Il crimine nell’Europa orientale, finché é stato solido il socialismo reale, non aveva mai assunto – almeno ufficialmente – la qualità di “organizzato”, perché i vari regimi comunisti si erano sempre vantati di aver svolto un’efficace azione di prevenzione e di repressione. In realtà, magari in forme di dimensioni (non sappiamo) più modeste, gruppi criminali già esistevano e prosperavano controllando il mercato nero, parallelo a quello ufficiale, che è stato pur sempre presente.
Un fenomeno, questo, che si è andato via via intensificando a partire delle riforme di Gorbaciov, fino a travolgere le strutture stesse dell’economia e dello Stato socialista. Alcuni studiosi sostengono però che la mafia dell’Est è nata propriamente negli anni Ottanta, sempre grazie all’”economia ombra” che si era sviluppata in contrapposizione a quella ufficiale della perestrojka. Assicuratosi solide basi finanziarie, il crimine organizzato iniziò a penetrare nelle strutture dell’economia ufficiale attraverso investimenti nell’ambito (cui aveva dato il via Gorbaciov nel 1988) delle cooperative o in joint-ventures.
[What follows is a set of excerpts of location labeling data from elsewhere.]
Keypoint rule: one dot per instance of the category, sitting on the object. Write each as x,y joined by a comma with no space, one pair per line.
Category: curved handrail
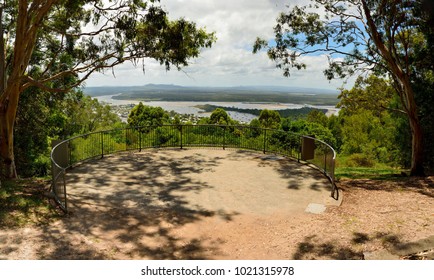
98,144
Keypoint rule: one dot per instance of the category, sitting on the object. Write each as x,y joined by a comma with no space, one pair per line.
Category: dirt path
214,204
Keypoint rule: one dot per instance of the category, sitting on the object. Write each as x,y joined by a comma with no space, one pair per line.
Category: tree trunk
8,110
417,139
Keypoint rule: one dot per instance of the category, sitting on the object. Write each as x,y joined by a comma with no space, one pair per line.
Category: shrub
360,160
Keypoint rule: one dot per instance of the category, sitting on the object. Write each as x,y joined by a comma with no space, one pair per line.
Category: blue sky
230,61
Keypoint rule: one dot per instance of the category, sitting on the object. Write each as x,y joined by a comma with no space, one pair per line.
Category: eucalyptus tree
55,45
358,35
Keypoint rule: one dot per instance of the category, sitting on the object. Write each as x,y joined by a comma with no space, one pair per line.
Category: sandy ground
215,204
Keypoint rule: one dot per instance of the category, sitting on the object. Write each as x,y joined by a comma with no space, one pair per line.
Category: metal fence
98,144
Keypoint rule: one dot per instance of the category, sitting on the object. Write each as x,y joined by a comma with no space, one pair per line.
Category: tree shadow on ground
134,217
312,247
422,185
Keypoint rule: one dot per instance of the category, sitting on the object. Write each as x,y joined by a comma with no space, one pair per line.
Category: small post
102,144
140,140
265,140
224,137
180,130
325,162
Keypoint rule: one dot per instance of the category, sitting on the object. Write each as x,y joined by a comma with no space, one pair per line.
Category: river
189,107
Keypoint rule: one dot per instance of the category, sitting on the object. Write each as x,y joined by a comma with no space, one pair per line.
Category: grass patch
22,202
378,173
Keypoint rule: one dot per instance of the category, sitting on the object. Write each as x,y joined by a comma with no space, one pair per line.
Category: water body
189,107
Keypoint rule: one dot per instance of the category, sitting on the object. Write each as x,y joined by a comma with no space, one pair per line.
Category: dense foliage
390,38
56,45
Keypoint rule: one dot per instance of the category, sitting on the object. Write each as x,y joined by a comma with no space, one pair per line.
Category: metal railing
98,144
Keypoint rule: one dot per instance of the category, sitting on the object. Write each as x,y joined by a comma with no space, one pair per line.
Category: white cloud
230,61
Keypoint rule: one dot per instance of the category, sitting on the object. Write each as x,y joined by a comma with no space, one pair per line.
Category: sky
230,62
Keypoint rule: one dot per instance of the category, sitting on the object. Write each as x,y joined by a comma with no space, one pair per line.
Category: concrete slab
218,182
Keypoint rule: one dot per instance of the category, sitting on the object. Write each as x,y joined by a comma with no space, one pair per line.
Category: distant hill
260,94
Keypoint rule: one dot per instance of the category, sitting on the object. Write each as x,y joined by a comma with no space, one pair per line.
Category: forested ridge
385,118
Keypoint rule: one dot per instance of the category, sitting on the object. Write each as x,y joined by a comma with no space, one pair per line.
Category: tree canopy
380,36
55,45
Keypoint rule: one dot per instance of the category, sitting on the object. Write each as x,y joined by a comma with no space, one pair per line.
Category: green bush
360,160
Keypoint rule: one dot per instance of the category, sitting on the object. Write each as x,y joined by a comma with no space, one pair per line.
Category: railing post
140,140
181,126
265,140
299,148
224,137
325,162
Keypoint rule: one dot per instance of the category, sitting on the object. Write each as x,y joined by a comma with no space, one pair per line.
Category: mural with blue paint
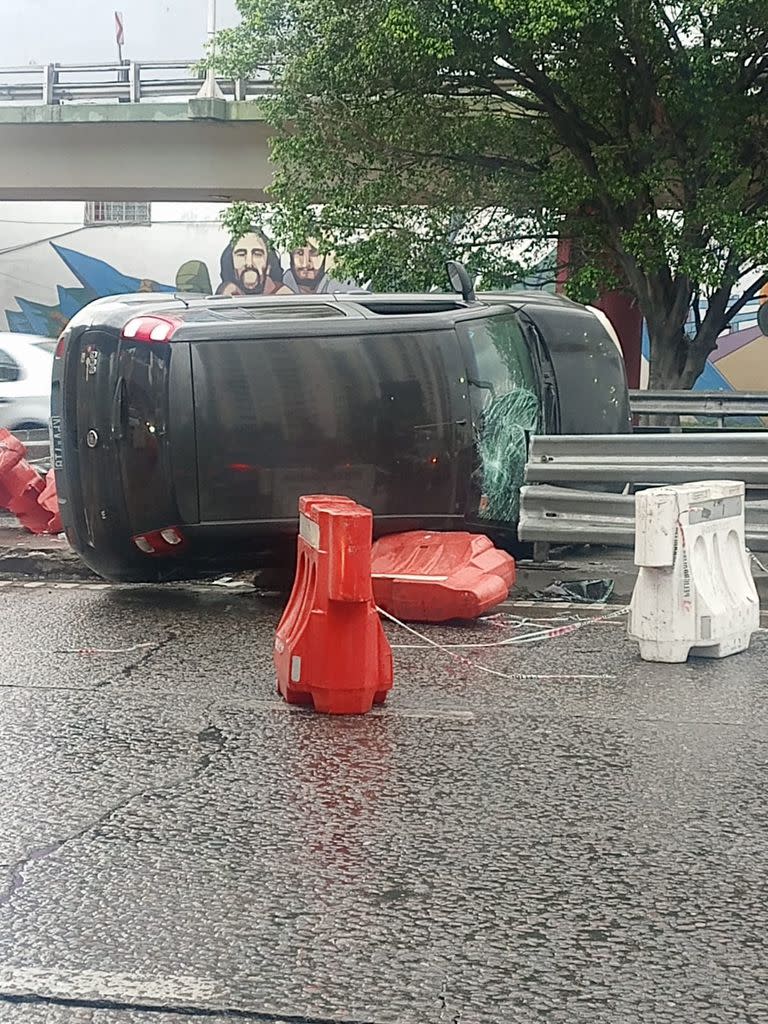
97,279
250,265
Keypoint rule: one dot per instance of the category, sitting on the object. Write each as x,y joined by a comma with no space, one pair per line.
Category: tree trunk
669,358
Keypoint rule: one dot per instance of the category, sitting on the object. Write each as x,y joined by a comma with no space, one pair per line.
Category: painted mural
43,283
740,360
250,265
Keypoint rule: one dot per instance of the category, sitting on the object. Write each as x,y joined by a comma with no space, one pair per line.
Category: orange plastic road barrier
23,489
48,500
425,577
330,648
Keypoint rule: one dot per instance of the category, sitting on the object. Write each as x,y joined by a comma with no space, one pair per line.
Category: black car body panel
254,401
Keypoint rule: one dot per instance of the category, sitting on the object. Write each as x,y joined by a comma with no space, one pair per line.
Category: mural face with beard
250,266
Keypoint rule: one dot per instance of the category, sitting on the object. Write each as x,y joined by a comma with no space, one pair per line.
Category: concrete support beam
190,152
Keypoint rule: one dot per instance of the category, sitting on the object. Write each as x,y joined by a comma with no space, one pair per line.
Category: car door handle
118,412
Del resto, in questi paesi è mancata quasi completamente la preparazione (gli strumenti culturali), oltre che le strutture, necessarie ad affrontare correttamente, per esempio, il dilagare degli stupefacenti, sia a livello preventivo (inadeguatezza delle autorità sanitarie e scolastiche, del mondo dell’informazione), sia sul terreno della repressione (legislazione carente, organi di polizia insufficienti o non attrezzati con risorse adeguate). Di conseguenza, il territorio dell’ex Unione Sovietica è diventato con il passar degli anni una nuova frontiera per le mafie internazionali.
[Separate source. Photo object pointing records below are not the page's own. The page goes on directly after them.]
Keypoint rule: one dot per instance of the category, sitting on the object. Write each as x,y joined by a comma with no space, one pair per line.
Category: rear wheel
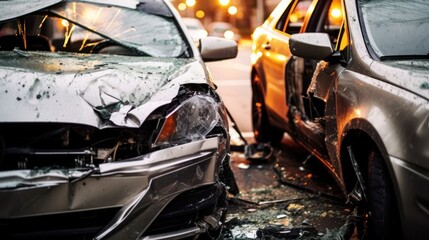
382,217
262,129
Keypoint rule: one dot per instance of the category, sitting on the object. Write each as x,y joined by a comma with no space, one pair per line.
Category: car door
307,98
276,54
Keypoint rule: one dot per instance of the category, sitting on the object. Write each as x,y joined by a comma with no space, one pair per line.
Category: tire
383,217
263,131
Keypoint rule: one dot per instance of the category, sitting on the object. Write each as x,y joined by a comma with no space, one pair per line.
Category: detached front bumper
128,196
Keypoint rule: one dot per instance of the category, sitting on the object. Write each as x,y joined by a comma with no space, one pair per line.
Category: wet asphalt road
289,195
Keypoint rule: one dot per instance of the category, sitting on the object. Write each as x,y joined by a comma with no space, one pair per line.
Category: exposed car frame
363,116
90,145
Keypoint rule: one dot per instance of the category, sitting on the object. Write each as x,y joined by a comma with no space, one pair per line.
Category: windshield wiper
121,43
404,57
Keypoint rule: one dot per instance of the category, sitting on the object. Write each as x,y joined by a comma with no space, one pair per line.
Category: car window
91,28
297,15
333,20
282,21
399,31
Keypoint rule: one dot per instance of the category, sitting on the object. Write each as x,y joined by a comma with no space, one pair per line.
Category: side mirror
311,45
216,49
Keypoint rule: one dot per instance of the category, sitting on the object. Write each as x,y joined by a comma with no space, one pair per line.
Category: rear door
308,97
276,54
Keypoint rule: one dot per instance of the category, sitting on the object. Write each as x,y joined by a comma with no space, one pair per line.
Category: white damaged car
110,125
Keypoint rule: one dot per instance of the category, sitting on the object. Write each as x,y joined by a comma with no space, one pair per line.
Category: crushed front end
163,180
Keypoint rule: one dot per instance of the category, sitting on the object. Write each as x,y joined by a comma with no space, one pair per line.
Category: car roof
15,8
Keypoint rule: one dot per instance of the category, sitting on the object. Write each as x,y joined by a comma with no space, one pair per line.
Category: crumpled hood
90,89
409,74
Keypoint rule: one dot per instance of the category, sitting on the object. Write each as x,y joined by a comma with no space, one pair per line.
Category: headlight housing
191,120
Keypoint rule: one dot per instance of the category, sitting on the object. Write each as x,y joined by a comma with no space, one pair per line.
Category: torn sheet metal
12,9
57,192
83,84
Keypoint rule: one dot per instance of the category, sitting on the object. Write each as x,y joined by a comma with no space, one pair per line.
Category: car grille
185,210
65,226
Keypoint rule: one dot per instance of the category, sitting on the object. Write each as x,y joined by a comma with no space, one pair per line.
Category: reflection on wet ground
289,196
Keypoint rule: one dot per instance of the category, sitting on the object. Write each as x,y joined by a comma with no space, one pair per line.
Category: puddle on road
287,202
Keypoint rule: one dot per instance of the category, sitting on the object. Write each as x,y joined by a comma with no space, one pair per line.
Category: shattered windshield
397,28
83,27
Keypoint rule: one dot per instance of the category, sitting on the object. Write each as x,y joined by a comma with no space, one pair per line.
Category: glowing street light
224,2
191,3
200,14
232,10
182,7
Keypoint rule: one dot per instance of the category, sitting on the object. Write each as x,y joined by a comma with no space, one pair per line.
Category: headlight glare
192,120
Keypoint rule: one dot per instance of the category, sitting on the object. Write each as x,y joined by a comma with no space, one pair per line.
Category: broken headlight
191,120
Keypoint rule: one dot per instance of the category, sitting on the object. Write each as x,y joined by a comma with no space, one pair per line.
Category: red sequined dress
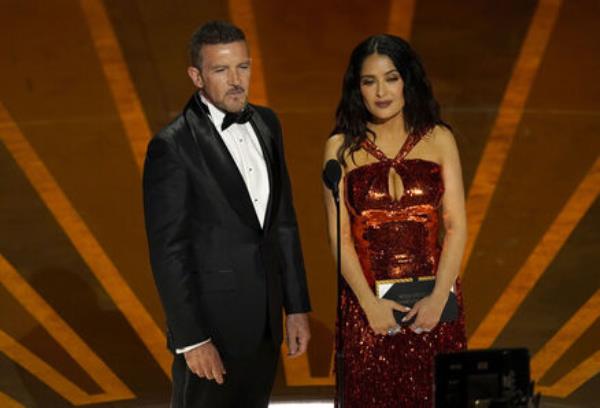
394,239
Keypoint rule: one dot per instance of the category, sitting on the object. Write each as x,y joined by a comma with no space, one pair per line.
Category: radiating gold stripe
401,18
117,76
8,402
577,325
242,15
542,256
575,379
509,116
113,387
83,240
49,375
297,371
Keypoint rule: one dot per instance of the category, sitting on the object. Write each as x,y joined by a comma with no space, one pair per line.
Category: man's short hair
213,32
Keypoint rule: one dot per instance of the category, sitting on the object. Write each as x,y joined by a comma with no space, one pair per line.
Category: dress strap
373,150
408,145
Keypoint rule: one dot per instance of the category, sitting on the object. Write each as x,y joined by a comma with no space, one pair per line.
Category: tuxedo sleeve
166,212
295,288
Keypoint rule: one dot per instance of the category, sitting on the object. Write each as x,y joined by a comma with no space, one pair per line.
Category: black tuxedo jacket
219,274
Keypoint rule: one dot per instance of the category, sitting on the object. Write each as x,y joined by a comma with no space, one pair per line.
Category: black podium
495,378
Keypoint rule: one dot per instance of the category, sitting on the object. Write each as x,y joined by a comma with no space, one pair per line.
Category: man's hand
298,333
205,362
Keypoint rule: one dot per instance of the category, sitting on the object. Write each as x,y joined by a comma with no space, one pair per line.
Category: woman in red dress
401,173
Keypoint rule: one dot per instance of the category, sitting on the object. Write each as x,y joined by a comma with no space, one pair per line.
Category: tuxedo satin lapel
267,142
221,163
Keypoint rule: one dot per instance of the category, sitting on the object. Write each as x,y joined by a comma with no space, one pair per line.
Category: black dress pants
247,384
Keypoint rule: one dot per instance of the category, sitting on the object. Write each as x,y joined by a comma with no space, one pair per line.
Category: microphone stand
331,176
339,356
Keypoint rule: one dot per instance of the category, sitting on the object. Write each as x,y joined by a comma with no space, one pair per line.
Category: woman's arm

Le nuove rotte della droga (e dei narcodollari da riciclare) lo hanno attraversato sistematicamente, collegando le zone asiatiche di produzione con i mercati europei e nordamericani. Molti suoi abitanti, così, sono rimasti coinvolti nel lucroso traffico, nella produzione, nel consumo (nella sola Russia, fonti giornalistiche parlano di dieci milioni di consumatori abituali e di oltre venti milioni di consumatori occasionali). Man mano che la politica e l’economia del colosso si andavano rivoluzionando in senso liberistico, generando sempre più profondi squilibri sociali (con differenze tra ricchi e poveri a livelli da terzo mondo), le organizzazioni criminali si rafforzavano, cercando di condizionare il potere politico.
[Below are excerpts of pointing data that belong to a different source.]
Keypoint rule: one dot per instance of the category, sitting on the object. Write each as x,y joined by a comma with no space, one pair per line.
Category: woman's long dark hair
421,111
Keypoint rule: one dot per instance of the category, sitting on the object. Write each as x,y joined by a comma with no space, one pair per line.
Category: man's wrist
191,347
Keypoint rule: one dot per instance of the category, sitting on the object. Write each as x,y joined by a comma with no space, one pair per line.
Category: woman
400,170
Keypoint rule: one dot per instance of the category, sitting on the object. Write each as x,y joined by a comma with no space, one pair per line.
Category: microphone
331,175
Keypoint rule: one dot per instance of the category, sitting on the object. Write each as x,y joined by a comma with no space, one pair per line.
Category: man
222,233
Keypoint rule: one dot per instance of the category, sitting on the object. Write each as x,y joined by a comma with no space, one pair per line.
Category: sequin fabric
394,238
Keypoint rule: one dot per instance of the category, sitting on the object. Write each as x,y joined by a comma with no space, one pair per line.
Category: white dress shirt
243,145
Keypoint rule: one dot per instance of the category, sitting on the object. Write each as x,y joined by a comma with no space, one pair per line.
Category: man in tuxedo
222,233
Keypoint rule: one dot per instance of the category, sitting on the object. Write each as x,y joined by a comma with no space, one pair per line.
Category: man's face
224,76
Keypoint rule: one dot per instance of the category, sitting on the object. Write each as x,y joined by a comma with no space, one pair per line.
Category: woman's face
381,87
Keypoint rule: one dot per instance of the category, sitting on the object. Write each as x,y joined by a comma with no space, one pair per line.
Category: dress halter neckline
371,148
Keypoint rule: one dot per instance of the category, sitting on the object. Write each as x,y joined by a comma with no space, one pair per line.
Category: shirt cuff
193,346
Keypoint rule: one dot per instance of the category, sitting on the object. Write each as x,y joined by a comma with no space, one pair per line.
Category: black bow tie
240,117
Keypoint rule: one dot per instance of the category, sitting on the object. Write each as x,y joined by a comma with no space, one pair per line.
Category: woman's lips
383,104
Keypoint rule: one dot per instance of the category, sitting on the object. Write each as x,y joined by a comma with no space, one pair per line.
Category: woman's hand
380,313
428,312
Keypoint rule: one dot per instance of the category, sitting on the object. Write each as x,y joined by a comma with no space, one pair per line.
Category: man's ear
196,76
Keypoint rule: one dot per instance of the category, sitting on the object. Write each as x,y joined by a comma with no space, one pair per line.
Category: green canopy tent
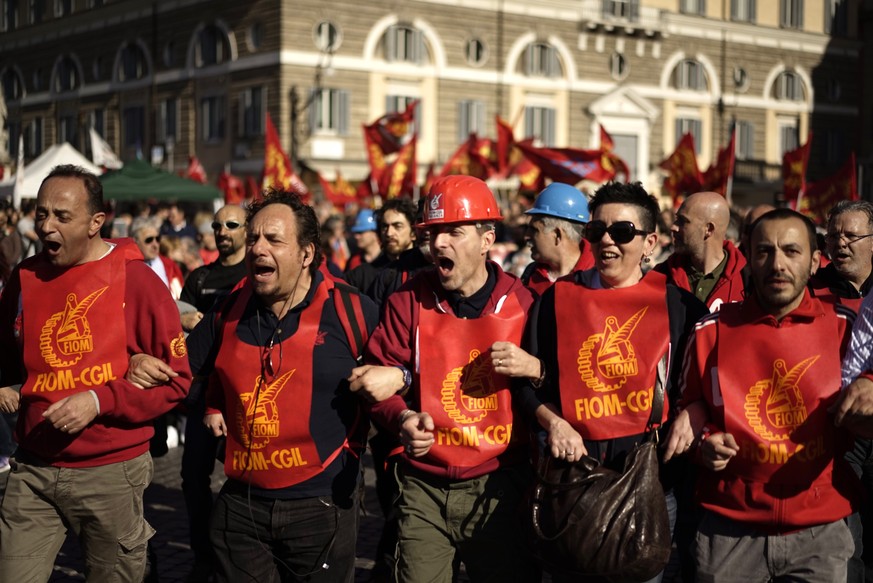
139,180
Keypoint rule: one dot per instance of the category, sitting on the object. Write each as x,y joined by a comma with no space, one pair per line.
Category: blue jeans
7,426
198,462
262,540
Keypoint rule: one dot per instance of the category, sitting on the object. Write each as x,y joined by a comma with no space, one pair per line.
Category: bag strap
658,394
351,315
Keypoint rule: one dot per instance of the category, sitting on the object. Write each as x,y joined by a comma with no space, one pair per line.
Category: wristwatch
407,379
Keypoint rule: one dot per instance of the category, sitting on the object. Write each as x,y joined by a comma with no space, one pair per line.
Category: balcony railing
757,171
627,14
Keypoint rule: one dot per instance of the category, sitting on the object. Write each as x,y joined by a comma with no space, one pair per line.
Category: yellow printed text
66,380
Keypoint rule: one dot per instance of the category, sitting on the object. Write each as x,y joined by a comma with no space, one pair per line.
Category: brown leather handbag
589,520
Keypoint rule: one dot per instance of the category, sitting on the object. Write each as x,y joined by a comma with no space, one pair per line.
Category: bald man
703,261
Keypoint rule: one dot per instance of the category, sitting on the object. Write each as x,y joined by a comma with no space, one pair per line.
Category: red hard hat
459,199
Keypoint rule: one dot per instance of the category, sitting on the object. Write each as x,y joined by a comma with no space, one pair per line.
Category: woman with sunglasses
606,337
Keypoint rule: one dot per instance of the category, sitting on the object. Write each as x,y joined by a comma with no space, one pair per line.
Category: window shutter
463,120
418,46
315,99
343,114
391,44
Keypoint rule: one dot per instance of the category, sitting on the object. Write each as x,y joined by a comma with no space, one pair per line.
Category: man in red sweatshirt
466,452
775,488
70,319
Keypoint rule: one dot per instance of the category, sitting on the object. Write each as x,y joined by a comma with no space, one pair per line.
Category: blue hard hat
364,222
561,201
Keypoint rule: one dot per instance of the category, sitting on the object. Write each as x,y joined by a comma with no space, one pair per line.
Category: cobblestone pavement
165,511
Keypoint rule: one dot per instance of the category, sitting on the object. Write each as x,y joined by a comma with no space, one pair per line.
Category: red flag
683,174
233,188
505,142
610,160
340,193
365,188
716,177
278,172
429,177
195,171
569,165
398,180
606,143
794,163
817,199
530,177
253,192
472,158
387,135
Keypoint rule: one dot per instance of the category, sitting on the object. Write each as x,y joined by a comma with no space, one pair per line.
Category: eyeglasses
620,232
268,367
850,238
229,225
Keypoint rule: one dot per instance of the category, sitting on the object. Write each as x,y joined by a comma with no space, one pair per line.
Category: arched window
788,87
212,47
67,77
13,87
689,75
133,64
541,60
404,43
326,37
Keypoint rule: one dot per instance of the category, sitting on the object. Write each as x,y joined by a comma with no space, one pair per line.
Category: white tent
36,171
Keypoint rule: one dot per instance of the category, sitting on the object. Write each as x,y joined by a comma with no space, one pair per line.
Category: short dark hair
93,186
782,214
850,206
404,206
633,194
308,231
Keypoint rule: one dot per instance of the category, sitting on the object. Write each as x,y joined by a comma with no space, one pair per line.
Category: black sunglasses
229,225
621,232
268,367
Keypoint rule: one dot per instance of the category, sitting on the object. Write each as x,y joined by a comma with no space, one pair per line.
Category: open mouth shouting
262,272
445,266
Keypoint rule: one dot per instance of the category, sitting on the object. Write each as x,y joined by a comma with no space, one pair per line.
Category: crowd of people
462,340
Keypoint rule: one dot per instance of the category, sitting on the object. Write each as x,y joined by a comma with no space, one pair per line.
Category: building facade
173,78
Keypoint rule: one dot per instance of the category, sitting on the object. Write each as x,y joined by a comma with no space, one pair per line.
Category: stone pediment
624,102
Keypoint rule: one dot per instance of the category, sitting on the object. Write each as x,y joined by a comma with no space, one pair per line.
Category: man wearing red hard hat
436,380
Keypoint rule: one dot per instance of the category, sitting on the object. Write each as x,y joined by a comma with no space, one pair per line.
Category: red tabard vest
268,439
74,340
610,343
470,404
777,383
Il passaggio all’economia di mercato, avvenuto senza regole e senza possibilità di controllo, ha di fatto aperto a gruppi di malviventi senza scrupoli, ma con grandi capitali, la possibilità di dominare i settori dell’economia e della finanza, nonché, per altri versi, quello della politica. La vastità dei territori, la loro effervescenza politica, la varietà delle culture, delle etnie, il numero dei gruppi criminali attivi hanno determinato un pluralismo variegato anche dei modelli organizzativi operanti al loro interno. Accanto alle associazioni coordinate dai vory v zakone (più o meno “ladri maestri o “laureati”) considerati espressione delle alte gerarchie criminali troviamo le organizzazioni a carattere etnico come i ceceni, i daghestani, i tartari, gli azerbaigiani, gli ucraini, i georgiani. E proprio questi ultimi due gruppi, insieme ai moldavi e ai russi, sono quelli che sul nostro territorio nazionale sono risultati più presenti e “..meglio organizzati”. È la stessa Direzione Investigativa Antimafia a ricordarlo nella sua relazione al Parlamento presentata a luglio scorso, sui risultati conseguiti e le attività svolte nel secondo semestre del 2015. Fanno parte di quella “galassia dei Paesi dell’ex Unione Sovietica”  che si muovono su due direttrici ben precise: “..da un lato a forme delittuose altamente remunerative  come il traffico di stupefacenti e di armi, lo sfruttamento della prostituzione e il contrabbando; dall’altro hanno notevolmente affinato la capacità di riciclare il denaro di provenienza illecita, infiltrandosi nel tessuto imprenditoriale ed economico nazionale, specialmente della Toscana, della Lombardia e del Lazio”. I georgiani, in particolare, che nel loro paese sono specializzati in rapimenti e furti con scasso, in Italia (e in altri paesi europei tra cui Francia, Grecia, Spagna) hanno conseguito il “master” in rapine utilizzando vere tecniche militari.
Uno scenario criminale, dunque, da non sottovalutare in un contesto nazionale già fortemente demoralizzante per la presenza delle mafie nostrane.